東京パブリック法律事務所には、ベビーベッドが用意されている相談室もある

司法から取り残された人たちを救え! 弁護士会が支援する「公設法律事務所」とは?

弁護士の人数が大きく増え、国の運営する司法支援センター「法テラス」が充実したいまでも、弁護士にたどり付けない人たちがいる――。そんな「司法から取り残された層」へのサポートとして、各地の弁護士会が支援する「公設法律事務所」が設置されている。

日弁連が「弁護士過疎」の解消のため、各地につくった「ひまわり基金法律事務所」が、公設事務所の代表例だ。また、法律事務所がたくさんある都市部にも、弁護士に依頼するのが困難な人を対象にした「都市型公設事務所」があり、都内にも東京の3弁護士会が支援する計8カ所がある。

都市部で活動する「公設法律事務所」とはどんなもので、なぜいま、それが必要とされているのか。その一つである「東京パブリック法律事務所」の所員たちに話を聞いた。

●「法的駆け込み寺」がモットー

東京パブリック法律事務所は2002年6月、東京弁護士会の支援を受けて開所した。JR池袋駅から徒歩数分のところに本所があり、都営三田線・三田駅のすぐそばに支所がある。所員弁護士は31人で、うち10人が三田支所に勤務している。「市民の法的駆け込み寺」がモットーだという。

地域の身近な法律問題から、企業法務、刑事事件まで幅広く扱っているが、法テラス経由での案件が4割を占める。生活保護を受けている人からの相談も多いという。

「なかなか弁護士にたどり付けない人たちからの、飛び込み案件が多いです。たとえば離婚案件では、『DVを受けていてシェルターにいるため、住所も明かしたくない』というような、複雑な事情がある事件が多いです。料金の支払いについては、月額数千円からの分割払いにも応じるようにしています」

同事務所の谷眞人所長は、こう説明する。

●弁護士にたどり着けない理由とは?

なかなか弁護士にたどり付けない層というのは、どういう人たちなのだろうか。自身も弁護士である谷所長は、次のように説明する。

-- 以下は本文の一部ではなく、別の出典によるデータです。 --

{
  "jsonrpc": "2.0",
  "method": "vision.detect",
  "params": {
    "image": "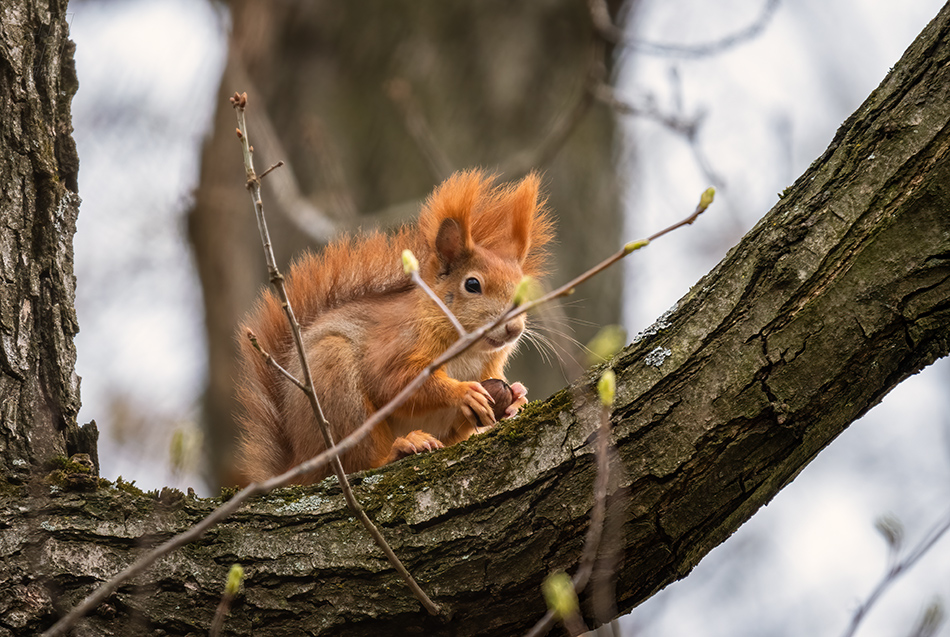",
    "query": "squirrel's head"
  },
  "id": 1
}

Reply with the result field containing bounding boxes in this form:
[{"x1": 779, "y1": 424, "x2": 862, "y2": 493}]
[{"x1": 419, "y1": 170, "x2": 553, "y2": 349}]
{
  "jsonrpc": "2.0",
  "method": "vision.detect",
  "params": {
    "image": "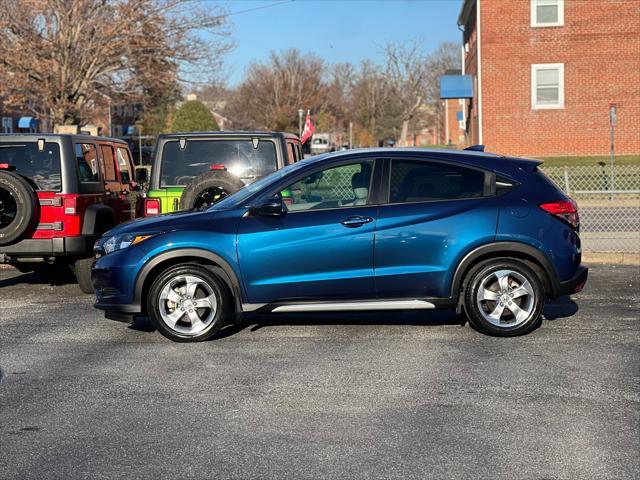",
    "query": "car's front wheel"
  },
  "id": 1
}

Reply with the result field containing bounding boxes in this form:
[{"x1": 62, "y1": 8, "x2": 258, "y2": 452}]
[
  {"x1": 464, "y1": 259, "x2": 544, "y2": 337},
  {"x1": 147, "y1": 264, "x2": 228, "y2": 342}
]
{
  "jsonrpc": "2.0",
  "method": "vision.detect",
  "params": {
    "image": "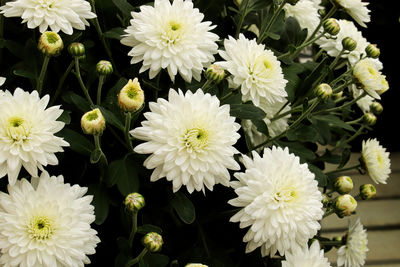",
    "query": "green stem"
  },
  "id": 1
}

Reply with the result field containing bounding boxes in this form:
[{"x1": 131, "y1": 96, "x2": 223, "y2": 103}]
[
  {"x1": 96, "y1": 75, "x2": 106, "y2": 106},
  {"x1": 74, "y1": 57, "x2": 95, "y2": 109},
  {"x1": 36, "y1": 55, "x2": 50, "y2": 96},
  {"x1": 125, "y1": 248, "x2": 148, "y2": 267}
]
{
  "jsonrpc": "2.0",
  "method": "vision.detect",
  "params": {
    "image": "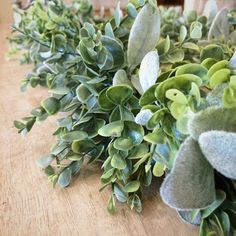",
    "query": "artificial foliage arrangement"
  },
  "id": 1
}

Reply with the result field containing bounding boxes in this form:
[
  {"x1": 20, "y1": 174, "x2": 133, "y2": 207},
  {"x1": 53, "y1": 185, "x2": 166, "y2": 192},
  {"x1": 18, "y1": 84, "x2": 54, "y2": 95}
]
[{"x1": 10, "y1": 0, "x2": 236, "y2": 236}]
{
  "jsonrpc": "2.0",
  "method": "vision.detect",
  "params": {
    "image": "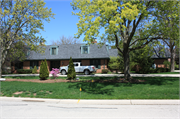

「法テラスなど環境は整ってきましたが、司法へのアクセスは、いまでも満たされていないというのが実感です。虐待やDVの被害者など、声を上げられない人たちがいます。また、貧しかったり、高齢だったり、障害があったりすると、なかなか弁護士にはたどり着けません」

それだけでなく、法テラスの扶助基準から少しだけ外れてしまう層が「エアポケット」になっていて、意外と多いのだという。法テラスは、経済的に余裕がない人のために弁護士費用を立て替える「民事法律扶助」をおこなっているが、資力不足などの要件をわずかに満たすことができず、支援を受けられない人がかなりの数いるのだ。

「また、法人は法テラスを使えませんので、中小企業や個人事業主たちは取り残されます」

お金がないという金銭的問題、世間体などの心理的問題に加え、「何が法的問題なのか分からない」とか、「弁護士が何をしてくれる人なのか分からない」など、多くの問題が重なっているのが現状だという。

●「地域連携の拠点」となることを目指す

東京都内の「都市型公設事務所」は2000年代に入って、弁護士会が相次いで設置した。「地域の法的駆け込み寺」として機能すると同時に、過疎地に派遣する弁護士や、弁護士から裁判官となる人(弁護士任官)を養成する狙いがあった。

最近はそれに加えて、「地域連携の拠点」という役割が生まれてきているという。

「地域連携というのは、福祉の現場で働いている人や、中小・個人事業主の悩みを聞いている他士業の人たち、弱者・マイノリティ支援をしているNPOの人たちなどと協力体制を築くことです。

我々が『ハブ的機能』を果たして、何かあったらあそこに相談すればうまくいくと考えてもらえれば、情報がどんどん集まってきます。

お金のない人たちを生活保護につないだり、『クレプトマニア』と呼ばれる窃盗癖がある人を専門の病院につないだりしています」

●弁護士の「止まり木」としての役割

また、弁護士養成の側面でも、重要な役割を果たすようになってきているという。

同事務所の瀧上明弁護士は次のように指摘する。

「『地方に行きたい』という新人弁護士を養成するには、相当な負担がありますが、それに耐えられるのは、公設ならではです。地方赴任から帰ってきた弁護士が、新人を鍛え、ノウハウを継承する場としても機能していますし、任期付公務員になったり、教官になったりする人の『止まり木』としての役割も果たしています」

同事務所では、「福祉班」というチーム(弁護士7人・社会福祉士2人を含む事務局3人)を作って、区役所や社会福祉協議会などと連携を深めながら、高齢者、障害者、女性、子ども問題に取り組んでいるという。

区役所や社会福祉協議会、ケアマネージャなどから、「多額の借金を抱えた高齢者が、自宅を担保に取られている。大丈夫だろうか?」「高齢の女性が、年金を搾取されているらしい」といった情報を受けて、彼らと一緒に会議を開き、解決策を話し合っているという。

チームメンバーである宮地洋平弁護士は「依頼者の自宅や病院、地域のセンターなどに出向いて、出張相談をすることが福祉班では特に多く、フットワークの軽い弁護士が集まっています。地域に出たら、弁護士は主役ではありません。みんなで、頼り頼られつつ、地域に根ざして仕事をする充実感があります。孤独感とは無縁の仕事です」と話していた。